Why, with all the progress in the field of neurodegeneration, do we still lack disease-modifying drugs that tackle the primary defect of severe cell loss? Part of the issue is that many cells are already dead before the symptoms appear, and we are probably attempting to treat the patients too late to make a difference. We still do not know whether the neurodegenerative disorders follow a unifying mechanism for disease initiation and propagation1. Accordingly, it is too soon to decide whether all these disorders should be treated in a similar fashion.

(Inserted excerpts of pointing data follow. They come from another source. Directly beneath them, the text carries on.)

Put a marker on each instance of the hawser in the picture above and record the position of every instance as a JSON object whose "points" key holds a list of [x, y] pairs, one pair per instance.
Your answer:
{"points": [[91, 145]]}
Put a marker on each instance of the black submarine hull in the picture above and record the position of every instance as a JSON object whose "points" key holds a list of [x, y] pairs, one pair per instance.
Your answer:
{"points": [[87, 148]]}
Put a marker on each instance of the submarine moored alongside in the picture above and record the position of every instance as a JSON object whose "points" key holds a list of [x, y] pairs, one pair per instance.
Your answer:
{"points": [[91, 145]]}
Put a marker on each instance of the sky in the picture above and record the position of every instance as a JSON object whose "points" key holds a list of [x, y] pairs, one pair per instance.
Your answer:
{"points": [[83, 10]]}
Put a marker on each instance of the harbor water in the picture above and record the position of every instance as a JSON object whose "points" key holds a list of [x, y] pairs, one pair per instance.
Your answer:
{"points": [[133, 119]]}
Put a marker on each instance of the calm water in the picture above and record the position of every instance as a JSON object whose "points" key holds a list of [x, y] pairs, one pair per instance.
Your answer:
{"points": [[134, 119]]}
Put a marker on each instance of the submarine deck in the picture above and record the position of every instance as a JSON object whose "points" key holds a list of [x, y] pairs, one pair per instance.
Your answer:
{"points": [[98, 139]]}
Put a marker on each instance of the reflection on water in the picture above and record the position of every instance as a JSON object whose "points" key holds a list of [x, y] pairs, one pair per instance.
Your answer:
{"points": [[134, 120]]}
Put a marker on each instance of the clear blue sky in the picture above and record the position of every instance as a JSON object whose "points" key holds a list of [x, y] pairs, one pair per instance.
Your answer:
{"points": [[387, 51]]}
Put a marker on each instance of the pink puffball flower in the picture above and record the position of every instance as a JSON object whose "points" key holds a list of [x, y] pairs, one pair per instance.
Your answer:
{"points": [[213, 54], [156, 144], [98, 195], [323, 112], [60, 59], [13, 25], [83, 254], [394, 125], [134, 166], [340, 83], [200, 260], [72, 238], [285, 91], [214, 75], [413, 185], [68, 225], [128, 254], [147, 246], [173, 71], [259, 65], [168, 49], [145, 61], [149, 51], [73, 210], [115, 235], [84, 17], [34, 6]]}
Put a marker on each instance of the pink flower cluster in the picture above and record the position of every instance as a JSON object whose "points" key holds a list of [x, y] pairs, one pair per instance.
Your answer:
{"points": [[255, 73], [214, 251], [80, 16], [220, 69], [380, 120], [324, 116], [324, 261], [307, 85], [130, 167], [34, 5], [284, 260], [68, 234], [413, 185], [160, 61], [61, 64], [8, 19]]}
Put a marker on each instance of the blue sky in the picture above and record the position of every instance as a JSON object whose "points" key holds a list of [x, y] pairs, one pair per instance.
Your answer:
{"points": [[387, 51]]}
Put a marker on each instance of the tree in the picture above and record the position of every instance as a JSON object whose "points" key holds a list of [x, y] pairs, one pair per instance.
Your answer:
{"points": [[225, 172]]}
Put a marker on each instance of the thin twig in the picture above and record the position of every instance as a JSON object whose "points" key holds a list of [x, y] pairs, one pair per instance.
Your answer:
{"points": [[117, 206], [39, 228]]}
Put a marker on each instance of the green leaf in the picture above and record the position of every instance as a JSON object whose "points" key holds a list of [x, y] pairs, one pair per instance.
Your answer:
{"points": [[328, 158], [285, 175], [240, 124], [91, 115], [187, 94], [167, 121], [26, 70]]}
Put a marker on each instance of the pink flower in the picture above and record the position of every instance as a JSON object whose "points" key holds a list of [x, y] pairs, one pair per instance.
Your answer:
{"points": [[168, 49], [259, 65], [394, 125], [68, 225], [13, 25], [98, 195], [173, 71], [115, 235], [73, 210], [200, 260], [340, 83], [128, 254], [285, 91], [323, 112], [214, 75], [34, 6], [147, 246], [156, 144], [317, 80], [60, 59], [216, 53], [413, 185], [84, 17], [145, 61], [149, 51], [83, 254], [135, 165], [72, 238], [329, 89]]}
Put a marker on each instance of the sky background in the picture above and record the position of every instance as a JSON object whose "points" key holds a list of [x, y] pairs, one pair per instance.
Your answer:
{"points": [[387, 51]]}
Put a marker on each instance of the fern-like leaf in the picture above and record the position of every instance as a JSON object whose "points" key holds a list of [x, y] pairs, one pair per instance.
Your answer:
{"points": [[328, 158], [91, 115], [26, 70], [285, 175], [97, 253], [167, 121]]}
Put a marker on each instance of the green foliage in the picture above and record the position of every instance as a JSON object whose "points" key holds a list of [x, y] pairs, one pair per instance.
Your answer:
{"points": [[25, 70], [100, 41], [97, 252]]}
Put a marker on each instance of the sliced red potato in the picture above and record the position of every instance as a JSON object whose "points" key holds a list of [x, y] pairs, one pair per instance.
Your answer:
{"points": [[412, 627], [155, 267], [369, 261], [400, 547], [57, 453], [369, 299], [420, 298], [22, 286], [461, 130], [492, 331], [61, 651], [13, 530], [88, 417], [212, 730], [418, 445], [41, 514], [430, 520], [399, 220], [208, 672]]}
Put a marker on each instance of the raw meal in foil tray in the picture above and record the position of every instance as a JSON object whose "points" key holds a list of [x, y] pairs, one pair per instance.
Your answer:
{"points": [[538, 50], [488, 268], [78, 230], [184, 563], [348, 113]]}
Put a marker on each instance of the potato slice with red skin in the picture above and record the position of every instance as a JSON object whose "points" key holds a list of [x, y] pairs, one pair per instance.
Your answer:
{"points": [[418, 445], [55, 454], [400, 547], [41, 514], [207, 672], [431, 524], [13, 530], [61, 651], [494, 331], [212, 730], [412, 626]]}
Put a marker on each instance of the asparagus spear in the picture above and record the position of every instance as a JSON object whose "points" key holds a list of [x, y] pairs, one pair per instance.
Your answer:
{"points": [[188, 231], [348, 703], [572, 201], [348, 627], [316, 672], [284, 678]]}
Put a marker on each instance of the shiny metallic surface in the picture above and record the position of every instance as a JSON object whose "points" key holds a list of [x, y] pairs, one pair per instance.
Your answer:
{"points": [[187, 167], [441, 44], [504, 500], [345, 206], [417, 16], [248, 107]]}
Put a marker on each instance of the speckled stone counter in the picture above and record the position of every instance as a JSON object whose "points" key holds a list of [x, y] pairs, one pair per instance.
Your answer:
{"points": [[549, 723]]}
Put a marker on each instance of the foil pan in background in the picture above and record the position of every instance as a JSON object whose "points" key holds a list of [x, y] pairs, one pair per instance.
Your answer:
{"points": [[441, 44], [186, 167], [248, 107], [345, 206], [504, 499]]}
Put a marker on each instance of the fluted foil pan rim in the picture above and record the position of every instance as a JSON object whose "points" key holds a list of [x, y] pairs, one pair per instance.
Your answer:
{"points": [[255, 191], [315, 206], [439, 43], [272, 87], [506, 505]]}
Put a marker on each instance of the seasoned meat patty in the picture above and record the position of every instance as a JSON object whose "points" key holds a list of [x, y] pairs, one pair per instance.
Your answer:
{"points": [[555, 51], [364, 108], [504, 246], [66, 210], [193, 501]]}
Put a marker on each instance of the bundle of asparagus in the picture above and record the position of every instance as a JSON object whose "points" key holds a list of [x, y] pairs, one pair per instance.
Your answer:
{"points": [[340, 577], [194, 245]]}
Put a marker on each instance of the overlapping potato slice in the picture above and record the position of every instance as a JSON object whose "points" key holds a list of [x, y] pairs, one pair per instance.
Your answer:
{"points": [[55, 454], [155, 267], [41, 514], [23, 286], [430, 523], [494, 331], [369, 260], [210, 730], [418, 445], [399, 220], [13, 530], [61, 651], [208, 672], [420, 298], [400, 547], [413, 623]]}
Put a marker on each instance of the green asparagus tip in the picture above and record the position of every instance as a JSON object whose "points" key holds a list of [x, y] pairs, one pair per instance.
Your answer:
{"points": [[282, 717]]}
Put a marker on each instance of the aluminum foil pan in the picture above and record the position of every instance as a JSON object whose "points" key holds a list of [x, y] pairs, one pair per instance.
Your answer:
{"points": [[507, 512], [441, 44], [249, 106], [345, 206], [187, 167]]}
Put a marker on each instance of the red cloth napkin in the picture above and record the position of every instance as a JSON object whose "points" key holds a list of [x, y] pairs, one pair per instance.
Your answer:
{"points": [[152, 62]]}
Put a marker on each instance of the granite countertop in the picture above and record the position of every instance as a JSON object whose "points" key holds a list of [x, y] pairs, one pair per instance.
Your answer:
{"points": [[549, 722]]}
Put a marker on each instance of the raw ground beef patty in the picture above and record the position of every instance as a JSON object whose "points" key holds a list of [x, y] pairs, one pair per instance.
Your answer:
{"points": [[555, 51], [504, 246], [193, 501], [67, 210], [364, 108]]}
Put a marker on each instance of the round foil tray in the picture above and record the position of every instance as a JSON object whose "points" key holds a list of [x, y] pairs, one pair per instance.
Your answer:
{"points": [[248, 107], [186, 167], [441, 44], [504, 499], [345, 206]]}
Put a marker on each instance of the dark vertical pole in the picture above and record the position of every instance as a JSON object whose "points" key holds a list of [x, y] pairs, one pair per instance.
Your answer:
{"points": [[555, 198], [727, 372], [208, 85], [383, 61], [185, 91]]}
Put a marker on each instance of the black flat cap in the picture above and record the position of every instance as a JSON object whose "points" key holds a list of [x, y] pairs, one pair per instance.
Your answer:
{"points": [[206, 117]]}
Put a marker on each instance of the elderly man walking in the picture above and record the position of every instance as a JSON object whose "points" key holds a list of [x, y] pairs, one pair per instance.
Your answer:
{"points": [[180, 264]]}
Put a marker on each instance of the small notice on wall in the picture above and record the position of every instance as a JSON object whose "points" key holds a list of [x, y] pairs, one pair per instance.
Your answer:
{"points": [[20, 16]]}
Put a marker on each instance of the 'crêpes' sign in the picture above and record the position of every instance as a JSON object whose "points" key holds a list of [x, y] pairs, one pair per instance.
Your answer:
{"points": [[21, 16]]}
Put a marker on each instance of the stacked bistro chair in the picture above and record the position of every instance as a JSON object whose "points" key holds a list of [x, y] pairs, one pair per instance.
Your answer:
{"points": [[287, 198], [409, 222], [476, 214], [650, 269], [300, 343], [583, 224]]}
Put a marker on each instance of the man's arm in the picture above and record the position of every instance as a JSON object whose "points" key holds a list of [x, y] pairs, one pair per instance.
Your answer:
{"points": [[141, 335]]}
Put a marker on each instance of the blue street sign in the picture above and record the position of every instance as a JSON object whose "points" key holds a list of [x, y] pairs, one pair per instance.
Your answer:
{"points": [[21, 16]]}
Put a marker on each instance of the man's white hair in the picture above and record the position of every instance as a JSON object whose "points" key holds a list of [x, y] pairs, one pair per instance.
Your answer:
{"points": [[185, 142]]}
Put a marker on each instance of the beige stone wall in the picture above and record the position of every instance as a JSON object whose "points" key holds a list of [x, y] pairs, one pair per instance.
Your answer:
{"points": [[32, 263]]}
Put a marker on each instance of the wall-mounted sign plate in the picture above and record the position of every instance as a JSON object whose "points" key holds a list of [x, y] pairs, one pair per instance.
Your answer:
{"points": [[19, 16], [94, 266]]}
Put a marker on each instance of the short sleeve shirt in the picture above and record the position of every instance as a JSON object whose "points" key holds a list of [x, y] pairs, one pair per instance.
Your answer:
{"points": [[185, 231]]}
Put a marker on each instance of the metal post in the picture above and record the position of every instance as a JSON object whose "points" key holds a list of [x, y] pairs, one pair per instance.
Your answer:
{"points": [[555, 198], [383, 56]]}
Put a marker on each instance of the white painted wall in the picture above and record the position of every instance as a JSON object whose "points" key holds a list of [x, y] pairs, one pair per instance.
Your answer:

Neurodegeneration often results from the accumulation of misfolded aggregated proteins in different areas of the aging brain, and this process yields cell death and inflammatory damage in those brain areas. However, in some disorders, such as Huntington's disease, protein aggregates could have the opposite function, carrying out a protective role2. A recent study has challenged some of our ideas about Alzheimer's disease, concluding that tau aggregates seem to be a consequence rather than a cause of neurodegeneration3. Thus, it is unclear whether blocking this aggregation therapeutically would be beneficial or harmful.

The existence of common mechanisms for the pathogenesis of various neurodegenerative diseases could facilitate the development of new drugs to prevent these disorders. A probable common link among some of these disorders is the appearance of oxidative damage that results in neurodegeneration4. However, there is not enough work being done in the pharmaceutical industry to look for compounds that prevent oxidative stress or mitochondrial dysfunction.

More research should be done to determine whether there are common mechanisms for the different neurodegenerative disorders. This will aid in our understanding of disease mechanisms and will move drug development forward.